WASHINGTON -- Federal regulators on Thursday moved up the deadlines for manufacturers to make popular, midsize television sets capable of receiving digital signals.
Digital, TV's next-generation technology, provides sharper images and more programming options.
The Federal Communications Commission voted 4-0 to require that all medium-sized televisions, those with screens from 25 to 36 inches, are capable of receiving digital and traditional analog signals by March 1, four months earlier than the commission had decreed three years ago. Regulators also retained a requirement that half of all new midsize televisions have the capability by July 1.
The commission also proposed moving the deadline for all small TVs -- those 13 to 24 inches -- to have digital tuners to the end of 2006, rather than the July 1, 2007, deadline the regulators set in 2002. That proposal will be voted on later, after a period of public comment.
The lack of digital-capable television sets has been a major impediment to Congress' tentative deadline of December 2006 to complete the transition from traditional analog TV signals to digital.
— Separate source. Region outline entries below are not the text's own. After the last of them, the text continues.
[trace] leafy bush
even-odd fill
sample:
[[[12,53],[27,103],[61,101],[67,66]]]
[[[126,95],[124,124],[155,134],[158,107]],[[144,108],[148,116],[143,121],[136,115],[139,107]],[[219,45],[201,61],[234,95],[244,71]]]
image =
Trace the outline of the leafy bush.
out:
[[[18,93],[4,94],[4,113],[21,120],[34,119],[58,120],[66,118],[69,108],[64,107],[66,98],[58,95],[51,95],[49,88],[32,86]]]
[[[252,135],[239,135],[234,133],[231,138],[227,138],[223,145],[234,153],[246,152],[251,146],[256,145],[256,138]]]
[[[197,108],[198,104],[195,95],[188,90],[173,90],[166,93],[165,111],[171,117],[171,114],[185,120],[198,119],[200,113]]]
The 1997 law setting that deadline permits it to be extended in any market until 85 percent of the homes have a digital TV.
"We need to push the transition to its conclusion as expeditiously as possible," said Commissioner Kathleen Q. Abernathy.
The Consumer Electronics Association and Consumer Electronics Retailers Coalition argued that the transition to digital television has actually been slowed by having a July 1 deadline for half the medium-sized TVs to have digital capability.
They said retailers, expecting consumers to buy more non-digital televisions because they're less expensive, have been ordering more of those increasingly scarce models and less of the digital-ready models.